She wants American consumers to realize the enormous volume — and value — of the garments they throw away.

“Although many consumers enthusiastically recycle their aluminum cans, glass containers and plastic jugs, there’s no protocol for old clothes,” she says.

 

Best-kept secret

Clothing recycling is one of the oldest forms of recycling, but it’s the least known. Hawkins and others have the right idea in taking clothing to charities, but many communities don’t know they can also order clothing recycling bins from for-profit companies.

“The local company that maintains the city of Denton’s textile recycling bins takes in five to seven tons of clothing and rags each month,” says Joe Ialenti, Denton’s recycling manager. “And it’s a great source of income for the city. The company we work with pays us rent for the space.”

Annually, textile recycling removes 2.5 billion pounds of consumer clothing waste headed for landfills. This is an average of 10 pounds per American, but it barely puts a dent in the amount that goes to waste.

According to Hawley, about 145 billion pounds of recyclable clothing are still routed to landfills every year. She believes this national figure can be drastically lowered if more people go through the nontraditional methods of recycling clothes as well as donating to charities.

Hawley has determined that the textile recycling industry is made up of used clothing dealers and exporters, and fiber recyclers. Most are small, family-owned businesses with fewer than 500 employees. They purchase clothes as “mixed rags” surplus from charitable organizations or work out agreements with cities to place collection bins at strategic locations.

“We’re literally recycling about a million pounds of clothing each week,” says Thom Haxton, the vintage clothing specialist for Mid-West Textile Co. in El Paso — one of the largest textile recycling houses in the United States. “But even at that rate we estimate that we handle less than 1 percent of the nation’s surplus clothing because millions of pounds of clothing are still going to the landfills.”

 

A world of alternatives

Almost half of the garments reclaimed by textile recyclers are exported to Third World nations to clothe the world’s poorest people.

Hawley’s research shows that in many of these nations, secondhand clothing is all that is affordable to people who earn as little as $200 per year.

According to Haxton, a pair of pants from the United States can be delivered to Africa and blouses can go to Pakistan for less than the cost of mailing a letter.

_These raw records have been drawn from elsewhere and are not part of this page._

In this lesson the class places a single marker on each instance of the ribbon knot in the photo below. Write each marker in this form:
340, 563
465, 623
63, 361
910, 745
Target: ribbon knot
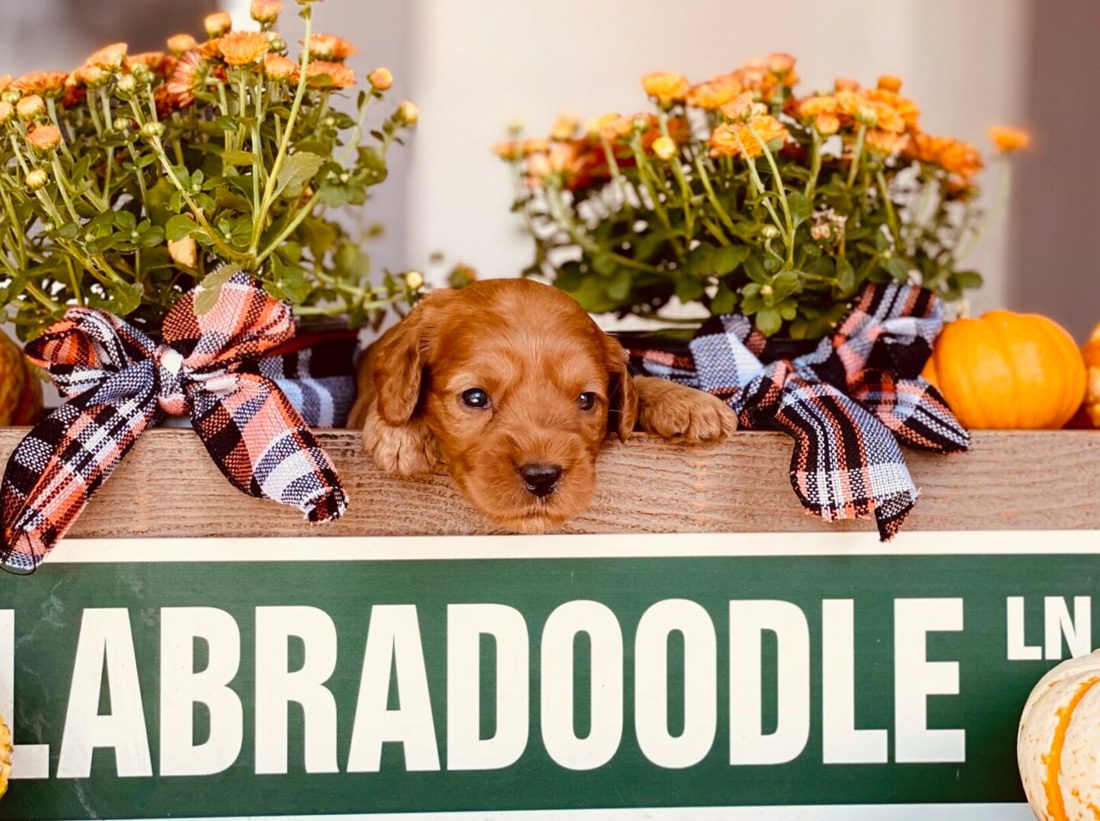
119, 383
169, 389
847, 403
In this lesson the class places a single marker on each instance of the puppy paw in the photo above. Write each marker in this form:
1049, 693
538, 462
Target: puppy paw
403, 449
677, 412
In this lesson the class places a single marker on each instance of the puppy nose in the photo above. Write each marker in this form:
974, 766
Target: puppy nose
540, 479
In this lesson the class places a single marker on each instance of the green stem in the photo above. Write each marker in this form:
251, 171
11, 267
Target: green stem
292, 227
284, 144
857, 154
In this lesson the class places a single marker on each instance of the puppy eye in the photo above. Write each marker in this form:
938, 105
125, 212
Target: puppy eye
475, 397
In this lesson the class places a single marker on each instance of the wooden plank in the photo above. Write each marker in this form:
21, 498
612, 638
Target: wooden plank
1009, 480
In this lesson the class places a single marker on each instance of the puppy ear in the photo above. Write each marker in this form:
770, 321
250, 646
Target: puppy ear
623, 397
400, 361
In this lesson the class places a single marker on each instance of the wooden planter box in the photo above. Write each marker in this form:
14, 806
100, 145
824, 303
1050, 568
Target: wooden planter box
695, 646
1009, 480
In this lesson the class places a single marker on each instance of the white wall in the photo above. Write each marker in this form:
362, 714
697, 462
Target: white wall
477, 65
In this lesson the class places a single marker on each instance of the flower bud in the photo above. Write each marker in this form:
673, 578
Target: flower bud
381, 79
275, 42
867, 117
265, 12
44, 138
664, 148
407, 113
183, 252
31, 107
36, 178
277, 67
180, 43
127, 85
217, 24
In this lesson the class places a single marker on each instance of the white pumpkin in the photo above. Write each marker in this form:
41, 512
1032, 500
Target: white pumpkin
1058, 744
4, 756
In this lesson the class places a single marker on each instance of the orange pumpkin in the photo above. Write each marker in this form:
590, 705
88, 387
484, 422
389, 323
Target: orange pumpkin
1091, 354
1008, 370
20, 389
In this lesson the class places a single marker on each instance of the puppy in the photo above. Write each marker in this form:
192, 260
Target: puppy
514, 387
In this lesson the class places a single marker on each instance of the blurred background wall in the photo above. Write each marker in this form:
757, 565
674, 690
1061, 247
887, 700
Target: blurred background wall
474, 66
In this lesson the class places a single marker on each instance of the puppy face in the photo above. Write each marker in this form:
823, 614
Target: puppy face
517, 387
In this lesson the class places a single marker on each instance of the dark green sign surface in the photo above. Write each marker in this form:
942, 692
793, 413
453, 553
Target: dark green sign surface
875, 603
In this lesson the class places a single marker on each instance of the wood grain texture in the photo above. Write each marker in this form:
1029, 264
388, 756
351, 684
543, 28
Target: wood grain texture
1009, 480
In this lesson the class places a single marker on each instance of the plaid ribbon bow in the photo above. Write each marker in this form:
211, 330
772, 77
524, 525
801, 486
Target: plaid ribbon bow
119, 383
846, 404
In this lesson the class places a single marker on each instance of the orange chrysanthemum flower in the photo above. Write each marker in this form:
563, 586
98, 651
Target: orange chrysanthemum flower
811, 107
182, 43
243, 48
44, 138
890, 83
667, 87
886, 142
47, 84
960, 157
611, 127
1008, 139
109, 57
160, 63
744, 107
323, 74
747, 138
714, 94
180, 86
826, 123
329, 46
217, 24
31, 107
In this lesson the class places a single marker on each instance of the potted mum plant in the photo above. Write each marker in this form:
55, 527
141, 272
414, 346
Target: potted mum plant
738, 195
136, 176
165, 220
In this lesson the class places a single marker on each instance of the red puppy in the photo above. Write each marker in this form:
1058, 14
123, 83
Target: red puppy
514, 387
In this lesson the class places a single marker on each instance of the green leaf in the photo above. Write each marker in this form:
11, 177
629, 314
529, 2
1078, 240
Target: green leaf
768, 321
845, 275
619, 286
967, 280
724, 300
784, 284
690, 289
179, 227
604, 263
727, 258
209, 289
296, 172
801, 208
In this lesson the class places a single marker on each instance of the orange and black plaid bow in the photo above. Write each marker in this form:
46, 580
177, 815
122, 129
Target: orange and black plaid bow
119, 383
847, 402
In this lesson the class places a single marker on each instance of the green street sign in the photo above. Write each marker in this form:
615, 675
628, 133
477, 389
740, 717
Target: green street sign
746, 676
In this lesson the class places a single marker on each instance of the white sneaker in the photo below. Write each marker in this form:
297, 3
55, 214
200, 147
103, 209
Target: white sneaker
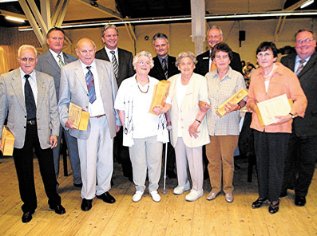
194, 195
181, 189
137, 196
155, 196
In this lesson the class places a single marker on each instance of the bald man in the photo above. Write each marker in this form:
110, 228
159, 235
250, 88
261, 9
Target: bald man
90, 84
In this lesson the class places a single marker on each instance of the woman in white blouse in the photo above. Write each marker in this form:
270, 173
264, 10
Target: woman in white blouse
143, 132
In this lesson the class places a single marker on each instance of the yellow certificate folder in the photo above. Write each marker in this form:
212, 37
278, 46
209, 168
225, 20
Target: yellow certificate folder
234, 99
78, 116
7, 142
160, 94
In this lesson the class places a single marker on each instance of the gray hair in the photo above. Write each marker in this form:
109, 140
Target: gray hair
182, 55
26, 46
143, 54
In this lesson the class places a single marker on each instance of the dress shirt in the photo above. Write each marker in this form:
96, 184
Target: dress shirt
32, 81
97, 108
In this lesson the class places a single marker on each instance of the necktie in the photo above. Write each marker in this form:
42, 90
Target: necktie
164, 67
300, 66
60, 61
29, 99
90, 85
114, 64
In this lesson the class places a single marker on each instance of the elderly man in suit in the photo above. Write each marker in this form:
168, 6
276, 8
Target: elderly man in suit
90, 84
302, 152
122, 66
51, 63
28, 100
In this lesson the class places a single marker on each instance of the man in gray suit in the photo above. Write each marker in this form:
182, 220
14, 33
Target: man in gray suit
51, 63
28, 100
123, 68
90, 84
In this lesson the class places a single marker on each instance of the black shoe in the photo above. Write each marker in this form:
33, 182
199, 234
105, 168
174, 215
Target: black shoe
259, 202
274, 207
106, 197
86, 204
300, 201
27, 216
78, 185
59, 209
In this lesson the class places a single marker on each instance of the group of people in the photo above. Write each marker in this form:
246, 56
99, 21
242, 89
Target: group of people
116, 89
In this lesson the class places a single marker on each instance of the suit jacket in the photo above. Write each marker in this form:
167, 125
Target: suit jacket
125, 59
47, 64
12, 103
157, 71
202, 66
306, 126
73, 89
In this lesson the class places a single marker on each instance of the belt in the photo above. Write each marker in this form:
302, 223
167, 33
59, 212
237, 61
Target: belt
98, 116
31, 122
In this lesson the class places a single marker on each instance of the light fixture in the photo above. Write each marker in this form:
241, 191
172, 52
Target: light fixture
307, 3
14, 19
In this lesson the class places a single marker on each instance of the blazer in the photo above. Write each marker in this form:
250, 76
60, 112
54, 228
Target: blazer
202, 66
186, 114
125, 63
47, 64
12, 103
157, 71
306, 126
73, 89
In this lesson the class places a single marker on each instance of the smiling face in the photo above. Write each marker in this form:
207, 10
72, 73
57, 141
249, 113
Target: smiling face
305, 44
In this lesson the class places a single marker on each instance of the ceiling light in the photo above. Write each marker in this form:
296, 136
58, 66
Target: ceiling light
14, 19
307, 3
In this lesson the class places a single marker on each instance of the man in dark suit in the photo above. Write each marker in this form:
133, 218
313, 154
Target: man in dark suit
214, 36
302, 152
122, 65
51, 63
28, 100
90, 84
164, 67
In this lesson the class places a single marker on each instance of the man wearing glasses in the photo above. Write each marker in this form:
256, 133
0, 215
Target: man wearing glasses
302, 152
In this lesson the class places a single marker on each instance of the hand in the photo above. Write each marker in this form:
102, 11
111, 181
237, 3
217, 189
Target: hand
53, 141
193, 129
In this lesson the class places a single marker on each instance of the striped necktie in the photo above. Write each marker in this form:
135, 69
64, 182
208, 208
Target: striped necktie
90, 85
114, 64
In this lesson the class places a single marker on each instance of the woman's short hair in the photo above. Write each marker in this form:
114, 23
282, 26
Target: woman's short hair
221, 47
266, 46
185, 54
143, 54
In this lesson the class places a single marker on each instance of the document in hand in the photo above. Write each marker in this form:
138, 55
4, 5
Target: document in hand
7, 145
78, 116
269, 109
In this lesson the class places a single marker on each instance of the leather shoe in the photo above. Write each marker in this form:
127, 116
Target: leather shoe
27, 216
86, 204
106, 197
300, 201
258, 202
59, 209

These are markets that most charities don’t approach, but they are sustained partly by the excess that comes to recyclers from charitable organizations.

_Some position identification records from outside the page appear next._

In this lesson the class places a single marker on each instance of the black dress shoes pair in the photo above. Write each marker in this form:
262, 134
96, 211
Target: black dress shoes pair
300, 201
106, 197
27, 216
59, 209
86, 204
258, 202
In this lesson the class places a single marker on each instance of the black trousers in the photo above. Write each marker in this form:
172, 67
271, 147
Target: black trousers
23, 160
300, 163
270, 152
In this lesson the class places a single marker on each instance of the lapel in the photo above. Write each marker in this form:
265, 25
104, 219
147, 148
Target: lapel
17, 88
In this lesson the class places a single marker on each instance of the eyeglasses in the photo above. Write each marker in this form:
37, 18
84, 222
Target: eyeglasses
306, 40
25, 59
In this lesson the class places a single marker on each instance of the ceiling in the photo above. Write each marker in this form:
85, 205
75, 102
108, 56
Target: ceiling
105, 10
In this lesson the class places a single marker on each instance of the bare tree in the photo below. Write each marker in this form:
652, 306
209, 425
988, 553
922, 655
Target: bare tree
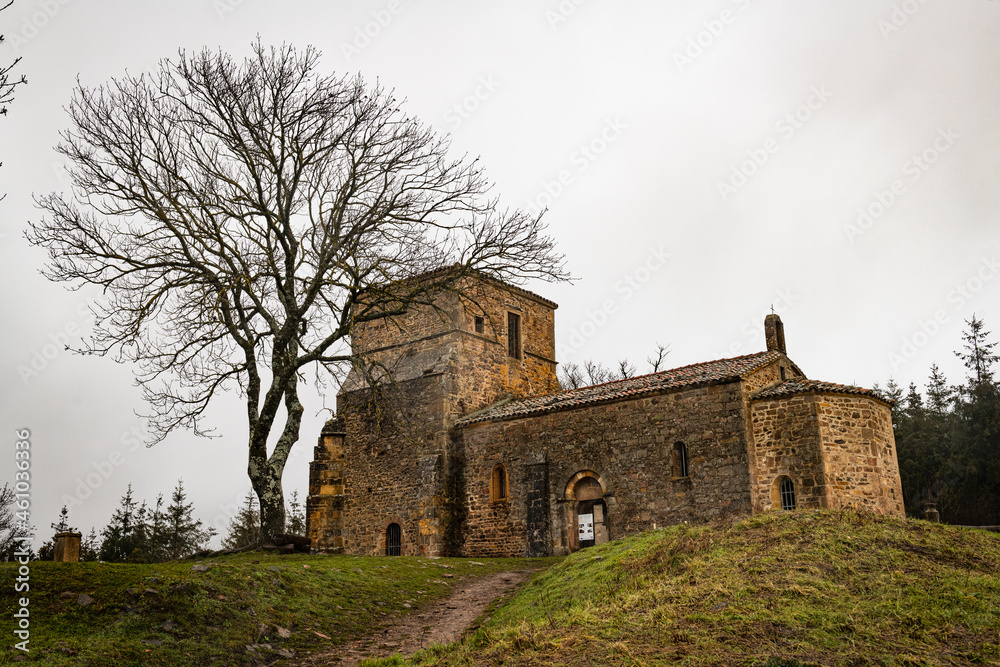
572, 376
8, 81
243, 218
656, 364
596, 372
624, 371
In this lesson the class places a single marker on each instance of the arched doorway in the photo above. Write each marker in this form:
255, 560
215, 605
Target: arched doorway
590, 511
393, 540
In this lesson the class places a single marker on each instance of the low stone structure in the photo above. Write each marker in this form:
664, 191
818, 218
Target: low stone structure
66, 547
463, 443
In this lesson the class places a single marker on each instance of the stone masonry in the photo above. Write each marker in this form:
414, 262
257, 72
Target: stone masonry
457, 440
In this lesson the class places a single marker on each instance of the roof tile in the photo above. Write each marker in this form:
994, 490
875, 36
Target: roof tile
804, 386
708, 372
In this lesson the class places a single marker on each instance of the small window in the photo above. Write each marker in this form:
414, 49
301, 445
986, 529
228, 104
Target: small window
787, 494
393, 540
498, 483
679, 464
514, 335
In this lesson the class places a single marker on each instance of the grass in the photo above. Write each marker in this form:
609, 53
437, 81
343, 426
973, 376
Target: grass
782, 589
169, 614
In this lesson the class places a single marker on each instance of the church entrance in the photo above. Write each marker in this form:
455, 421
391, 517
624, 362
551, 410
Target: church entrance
591, 513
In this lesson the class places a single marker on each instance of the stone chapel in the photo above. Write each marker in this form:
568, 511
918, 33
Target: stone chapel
467, 445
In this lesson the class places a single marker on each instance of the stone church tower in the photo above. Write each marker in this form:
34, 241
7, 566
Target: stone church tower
394, 432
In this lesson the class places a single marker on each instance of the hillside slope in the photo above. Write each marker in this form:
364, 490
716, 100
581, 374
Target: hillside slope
779, 589
246, 609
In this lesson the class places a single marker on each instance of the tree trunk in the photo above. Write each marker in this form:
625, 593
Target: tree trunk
272, 503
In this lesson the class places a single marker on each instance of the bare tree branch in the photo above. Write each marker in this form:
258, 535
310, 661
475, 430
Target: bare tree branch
243, 218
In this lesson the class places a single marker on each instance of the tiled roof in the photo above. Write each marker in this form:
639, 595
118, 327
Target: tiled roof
804, 386
709, 372
458, 268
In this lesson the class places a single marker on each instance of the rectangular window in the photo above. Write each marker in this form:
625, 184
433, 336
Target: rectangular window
514, 335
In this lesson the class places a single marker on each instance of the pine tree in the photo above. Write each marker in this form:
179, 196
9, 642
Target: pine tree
977, 447
90, 547
244, 528
978, 356
184, 534
124, 539
156, 533
296, 517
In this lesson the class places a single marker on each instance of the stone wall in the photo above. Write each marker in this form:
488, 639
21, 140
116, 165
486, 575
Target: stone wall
859, 452
394, 458
628, 446
325, 504
766, 376
838, 450
398, 453
786, 443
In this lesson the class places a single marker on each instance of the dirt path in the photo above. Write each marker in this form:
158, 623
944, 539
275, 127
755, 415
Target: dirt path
440, 622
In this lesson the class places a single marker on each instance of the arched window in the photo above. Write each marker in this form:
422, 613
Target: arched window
393, 540
679, 464
498, 483
787, 490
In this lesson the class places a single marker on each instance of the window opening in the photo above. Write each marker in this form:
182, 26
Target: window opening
498, 483
514, 335
680, 460
393, 540
787, 494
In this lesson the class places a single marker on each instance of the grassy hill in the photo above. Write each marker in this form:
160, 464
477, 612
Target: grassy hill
247, 609
780, 589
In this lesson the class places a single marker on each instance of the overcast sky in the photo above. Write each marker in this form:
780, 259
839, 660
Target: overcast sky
701, 162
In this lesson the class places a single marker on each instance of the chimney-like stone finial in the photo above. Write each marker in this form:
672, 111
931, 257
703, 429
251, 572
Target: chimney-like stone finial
774, 332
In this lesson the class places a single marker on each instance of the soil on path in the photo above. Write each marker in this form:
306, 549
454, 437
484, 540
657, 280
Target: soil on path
441, 622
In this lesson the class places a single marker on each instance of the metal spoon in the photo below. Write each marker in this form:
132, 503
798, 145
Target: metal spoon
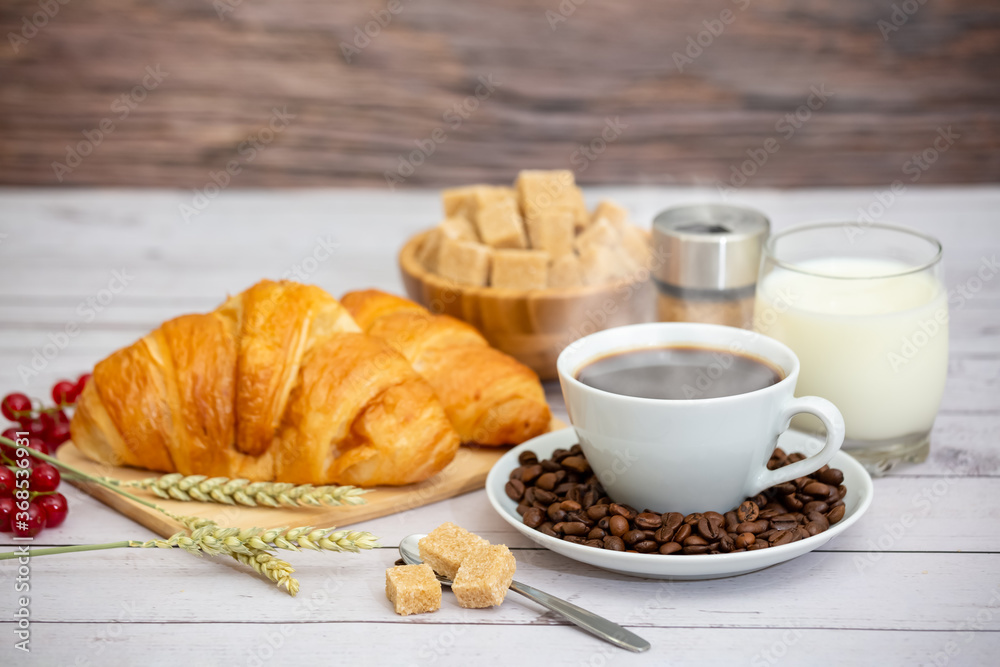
592, 623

Hawley says there’s also a specialized market for wearable vintage American clothing in wealthy countries such as Japan and France. Although only 1 percent of the clothes sorted by operations like El Paso’s Midwest Textile Co. are vintage and collectible items, they comprise about 15 percent of the revenues for most recycling houses.

 

Redone rags


In another aspect of textile recycling, old clothes are made into new items. Although American consumers aren’t as likely to buy new garments made from “waste materials,” recyclers say the practice is common in Europe. Outside the United States, wool and cashmere clothing is broken down into raw fibers and yarns for the manufacture of new garments. In the United States, it’s not uncommon for companies to take whole garments and redesign them into trendier new clothes.

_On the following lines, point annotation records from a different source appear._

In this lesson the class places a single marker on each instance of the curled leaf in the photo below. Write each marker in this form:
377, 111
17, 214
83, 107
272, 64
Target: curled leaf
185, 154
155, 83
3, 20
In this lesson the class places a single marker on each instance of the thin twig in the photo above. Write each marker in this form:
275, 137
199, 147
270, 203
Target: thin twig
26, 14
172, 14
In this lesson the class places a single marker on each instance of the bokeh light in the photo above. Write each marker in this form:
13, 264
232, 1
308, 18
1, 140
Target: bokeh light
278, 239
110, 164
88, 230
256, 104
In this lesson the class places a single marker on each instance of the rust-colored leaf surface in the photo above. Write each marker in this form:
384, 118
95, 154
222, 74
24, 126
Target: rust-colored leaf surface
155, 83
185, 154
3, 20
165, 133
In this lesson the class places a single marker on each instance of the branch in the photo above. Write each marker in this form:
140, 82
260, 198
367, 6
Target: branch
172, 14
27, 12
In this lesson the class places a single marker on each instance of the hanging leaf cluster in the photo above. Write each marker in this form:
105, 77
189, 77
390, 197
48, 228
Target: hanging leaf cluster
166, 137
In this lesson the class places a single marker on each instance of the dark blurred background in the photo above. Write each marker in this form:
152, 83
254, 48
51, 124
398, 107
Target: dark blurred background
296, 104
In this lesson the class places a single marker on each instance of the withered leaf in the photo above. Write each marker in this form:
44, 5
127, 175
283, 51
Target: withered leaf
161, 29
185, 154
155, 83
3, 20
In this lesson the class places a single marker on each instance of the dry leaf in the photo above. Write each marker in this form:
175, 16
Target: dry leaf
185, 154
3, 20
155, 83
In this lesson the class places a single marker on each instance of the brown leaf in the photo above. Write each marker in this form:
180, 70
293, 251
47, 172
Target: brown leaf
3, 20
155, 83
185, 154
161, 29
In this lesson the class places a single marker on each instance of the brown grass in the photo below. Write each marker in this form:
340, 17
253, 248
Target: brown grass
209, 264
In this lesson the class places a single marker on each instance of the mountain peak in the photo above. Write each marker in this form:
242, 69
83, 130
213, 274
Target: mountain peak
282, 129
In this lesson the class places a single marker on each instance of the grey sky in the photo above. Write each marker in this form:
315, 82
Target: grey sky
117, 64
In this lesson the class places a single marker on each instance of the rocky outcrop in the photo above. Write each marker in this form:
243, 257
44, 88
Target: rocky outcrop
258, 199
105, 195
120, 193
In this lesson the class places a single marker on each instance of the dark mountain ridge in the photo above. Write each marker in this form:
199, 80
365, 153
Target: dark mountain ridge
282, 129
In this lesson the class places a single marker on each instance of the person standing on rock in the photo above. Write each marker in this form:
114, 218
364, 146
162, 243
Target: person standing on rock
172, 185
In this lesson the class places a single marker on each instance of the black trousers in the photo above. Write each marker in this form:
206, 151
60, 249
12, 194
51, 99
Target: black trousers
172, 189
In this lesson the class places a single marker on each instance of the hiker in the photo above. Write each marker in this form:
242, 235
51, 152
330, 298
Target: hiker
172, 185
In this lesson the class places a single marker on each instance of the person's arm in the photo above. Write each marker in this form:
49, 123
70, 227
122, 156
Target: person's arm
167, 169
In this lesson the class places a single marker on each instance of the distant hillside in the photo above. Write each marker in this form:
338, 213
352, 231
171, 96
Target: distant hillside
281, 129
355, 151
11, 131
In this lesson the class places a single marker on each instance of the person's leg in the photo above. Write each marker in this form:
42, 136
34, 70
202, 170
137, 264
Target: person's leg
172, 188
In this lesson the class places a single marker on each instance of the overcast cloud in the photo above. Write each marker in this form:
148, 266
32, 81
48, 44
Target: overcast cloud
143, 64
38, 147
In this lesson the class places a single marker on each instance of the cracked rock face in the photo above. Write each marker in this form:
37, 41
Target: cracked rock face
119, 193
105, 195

About 20 percent of used clothes gathered by textile recycling houses become wiping and polishing cloths sold to the government or industries for use in auto garages, furniture finishing and janitorial supply operations. Washable cloth rags are easier on the environment than disposable paper towels.

Clothes ruined by stains or other damage are recyclable, too. They can be chopped into fine fiber called shoddy, a product used in mattresses, home and auto insulation, and filtration systems. Recycled fabric can also be shredded and refined for the aeronautics industry, used as roughage for cattle and used to strengthen plastics. Cotton rags can be chopped into shoddy for the paper industry.

Some items still are not salvageable. About 2 to 3 percent of the materials that go to recycling houses end up in landfills. These items commonly include raincoats, plastic shower curtains, and pillows damaged beyond re-use.

But research efforts like Hawley’s, which focus attention on the textile recycling industry, may eventually help recyclers find uses for even the most unsalvageable materials.

 

Conscious change

Bernie Brill, executive director of the Council for Textile Recycling, says he hopes Hawley’s study will build greater consumer awareness about recycling.

“Awareness is the biggest barrier stopping communities from starting their own textile recycling programs,” he says.

Simple awareness already is helping Hawkins to change her behavior. “This has just given me a new cause,” she says. “I had no idea that practically everything was recyclable. I’m definitely going to start passing more things along and stop throwing reusable things away.”